Des origines premières, il faut considérer l’appartenance pleine des hommes à la Nature vraisemblablement sans différenciation, jusqu’au Paléolithique Supérieur.


Une coupure va intervenir à partir de la fin du nomadisme général et de la « fixation », de la sédentarisation d’une partie de l’humanité, sur un territoire ; d’abord vaste, avec des parcours (élevage et pastoralisme), puis de plus en plus limité (agriculture).

Cette coupure apparaît au Moyen – Orient, pour la première fois dans l’histoire humaine, au Néolithique il y a, environ, 12 à 10 000 ans.


Deux familles de religions vont dès lors diverger ; opposées et même contradictoires (avec parfois expression de contradictions « internes » au sein d’une même religion).


La souche commune, issue du Paléolithique ancien, se retrouverait, dans ses descendants, les Proto – Australoides ou « Adivâsi=premiers hommes » selon le Rig Veda ; occupants « primitifs » de la planète ; qu’on retrouverait actuellement avec Pygmées, Boschimans, Aborigènes.

Animistes, ils vénèrent les esprits de la Nature et intercèdent par les chamanes .

Langues : Munda, Swahili, Moï, Khmer.


Au début du Néolithique se différencient les Dravidiens; de l’Inde à la Méditerranée, desquels descendraient ou s’apparenteraient les Géorgiens, les Basques, les Guanches, les Etrusques, les Pelasges, les Egéens, les Egyptiens, les Peuhls.

On peut les qualifier de Shivaites (Puranas, Dasya, Pani), à familles de langues agglutinantes ; constructeurs de Mégalithes ( du V°Millénaire jusqu’au 3°Siècle Av JC).

Leurs cultures culminent avec la floraison de l’Egypte ancienne et de l’Indus ( Pakistan actuel) notamment civilisation de Mohenjo Daro et de Harappa (3800 à 1800 Av.

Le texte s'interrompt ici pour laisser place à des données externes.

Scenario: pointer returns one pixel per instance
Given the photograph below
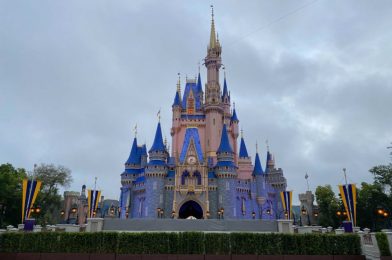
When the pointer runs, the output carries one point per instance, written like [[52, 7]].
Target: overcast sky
[[312, 77]]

JC).

Leurs divinités, outre Shiva (Ithyphallique, en posture de yoga) ; ont des représentations animales (vache, taureau, serpent,…) et féminines (Déesses Mères, Déesses des Montagnes) ; elles restent proches de la Nature.


Plus tard apparaissent les Aryens, dont l’origine semble située dans la Russie actuelle.

Ils vont par invasions et génocides, supplanter les précédents habitants de la Grèce (2300 à 1900 Av JC ; destruction de Troie); ils procèdent à la conquête de l’Inde (1800 – 1400 Av JC ; guerre du Mahabarata) ; de la Mésopotamie (vers 1200 Av JC) et de l’Italie (entre 1000 et 753 Av JC), avec arrivée des Latins exterminant les Etrusques, puis les Peslages, conquérants du Latium, « assimilant » les Albins et fondant Rome.

Langues : Hindi, Latines ( Latin, d’ou dérivent: catalan, provençal, français, italien, espagnol…), Nordiques (allemand,anglais, néerlandais, suédois, norvégien).

Tendance monothéiste (Bhrama, vs Dieu principal), rituels (Védas) ; toutefois si les phénomènes naturels, (foudre, feu, vent…) et si les vertus (honneur, partage, solidarité) sont personnifiés, c’est par rapport à l’homme et pour son service.


Nous pouvons dresser la liste binaire (très constratée….) suivant, montrant les principaux points d’opposition entre ces deux « familles » :

Religions DYONISIAQUES / Religions ANTI -DYONISIAQUES

Intégrations, Echanges/Conflits, Rejets

SHIVAISME Dravidiens /VEDISME (Vedas) Aryens, Latins

DYONISISME Grecs /JUDAISME (Thora) Hébreux

Oralité / Ecriture

Monde de la Nature / Monde de l’Organisation, de la Cité

Ruraux / Urbains

POLYTHEISME/MONOTHEISME

Divinité(s) diffuses, non hiérarchisées/ Divinité unique, ou hiérarchisées

Hommes intégrés au monde Naturel / Hommes élus, séparés du monde Naturel

Monde lui même sacré/Monde lui même démoniaque

Shiva, Patron des humbles, marginaux/Bhrama, Jupiter, Patrons des puissants

Dharma (Loi Naturelle) / Loi Imposée, édictée, « Livre »

Se conformer à ce que l’on est / Se plier à la Loi divine

Participer activement à l’Esprit Divin/Observance de l’Ordre Divin

Bacchantes, Mystes, Bhaktas../ « Clergé », Prêtres, Sacrificateurs…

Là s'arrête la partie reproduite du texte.